Y celebraremos esta victoria la noche del Sábado Santo, en la vigilia pascual. Vivamos este día de silencio, el silencio de la cruz y de la sepultura de Jesús, con oración ante el Señor y acompañando a María, metidos de lleno en la lectura de la Palabra de Dios. Esa noche finaliza, en principio, la prolongación de la campaña de alarma: ¿es casualidad o es providencia de Dios que nos abre a la esperanza que Él suscita en nosotros por la victoria de la resurrección?
En la cima de la noche que cierra la Semana Santa -¿y de la noche de la campaña de la alarma mandada?-, alboreando ya un nuevo día, una nueva semana, una nueva creación, nos abrimos a la esperanza firme que brota del hecho de que ¡Cristo ha resucitado!; la pesada losa del sepulcro no ha podido retenerle. Vive para siempre. Nuestra humanidad que es la suya, ha penetrado irrevocablemente en la gloria de Dios. ¡Dios quiere que el hombre viva, y esta es su gloria! Reavivemos la esperanza en estos momentos y el anhelo de que todo participe de su victoria definitiva.
Estas son las reflexiones que quiero compartir con vosotros y que las comuniquéis.

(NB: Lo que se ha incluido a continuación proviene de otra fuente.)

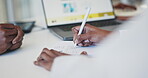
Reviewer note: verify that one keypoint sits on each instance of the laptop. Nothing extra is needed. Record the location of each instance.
(62, 15)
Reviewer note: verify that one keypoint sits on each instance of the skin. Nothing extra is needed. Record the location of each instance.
(46, 58)
(11, 37)
(91, 35)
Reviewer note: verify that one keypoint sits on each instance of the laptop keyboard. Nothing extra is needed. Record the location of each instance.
(97, 24)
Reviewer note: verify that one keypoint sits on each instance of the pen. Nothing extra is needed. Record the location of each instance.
(84, 22)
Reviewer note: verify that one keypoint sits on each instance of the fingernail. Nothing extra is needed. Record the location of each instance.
(76, 41)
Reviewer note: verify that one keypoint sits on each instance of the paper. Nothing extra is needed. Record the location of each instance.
(69, 48)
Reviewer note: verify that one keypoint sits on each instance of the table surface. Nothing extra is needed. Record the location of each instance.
(19, 63)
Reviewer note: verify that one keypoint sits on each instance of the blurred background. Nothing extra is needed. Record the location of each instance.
(20, 10)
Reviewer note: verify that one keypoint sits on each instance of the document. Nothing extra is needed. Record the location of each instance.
(69, 48)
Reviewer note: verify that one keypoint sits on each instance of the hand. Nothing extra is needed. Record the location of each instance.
(10, 37)
(91, 35)
(47, 57)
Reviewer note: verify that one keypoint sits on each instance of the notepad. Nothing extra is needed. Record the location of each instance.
(69, 48)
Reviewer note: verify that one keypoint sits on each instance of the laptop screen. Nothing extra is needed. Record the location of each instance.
(60, 12)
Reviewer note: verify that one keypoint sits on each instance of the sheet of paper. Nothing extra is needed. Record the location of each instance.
(69, 48)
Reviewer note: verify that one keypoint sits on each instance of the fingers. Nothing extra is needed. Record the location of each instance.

Aunque la Semana Santa va a ser muy especial, es preciso que la vivamos desde el silencio y la reclusión de nuestras casas con fe y esperanza; vivamos cosas fundamentales: la oración, la lectura y meditación de la Palabra de Dios, la adoración, la comunión espiritual, algunos ejercicios de piedad, como el Via Crucis o el rezo del Rosario, ofreced este “ayuno” y penitencia, ejercitaos en la caridad, que en estos momentos ha de realizarse a través de aquellos medios aconsejados o mandados que no favorezcan el contagio, ni la extensión de la pandemia; ayudando a los vulnerables, siempre muy unidos a la cruz, la de esta pandemia, que Cristo pasa con nosotros y nos indica qué hemos de hacer siguiéndole a Él en su pasión, que es en estos momentos la nuestra. Reavivemos nuestra fe y confianza en Dios, que está con nosotros, y esperemos de Él la redención y sanación. Vivid estos días muy unidos a la Virgen María nuestra Madre, Madre de los desamparados. Estad atentos a las diferentes cadenas de TV que, en estos días, nos ofrecerán las retransmisiones que nos hacen falta de las celebraciones litúrgicas. A los sacerdotes, mis queridísimos hermanos, os añado que aprovechéis este tiempo, que, sin duda, es un tiempo de gracia, centrándoos en lo esencial, sin angustias y sin ninguna pretensión; haced, sencillamente, lo que buenamente podáis en servicio y beneficio de vuestras comunidades: pocas cosas pero fundamentales, con toda verdad y sencillez, y siguiendo las normas y criterios que os he enviado y creo que os podrán ayudar. Muchísimas gracias. Un abrazo y mi bendición para todos. Estoy con vosotros. ¡Ánimo!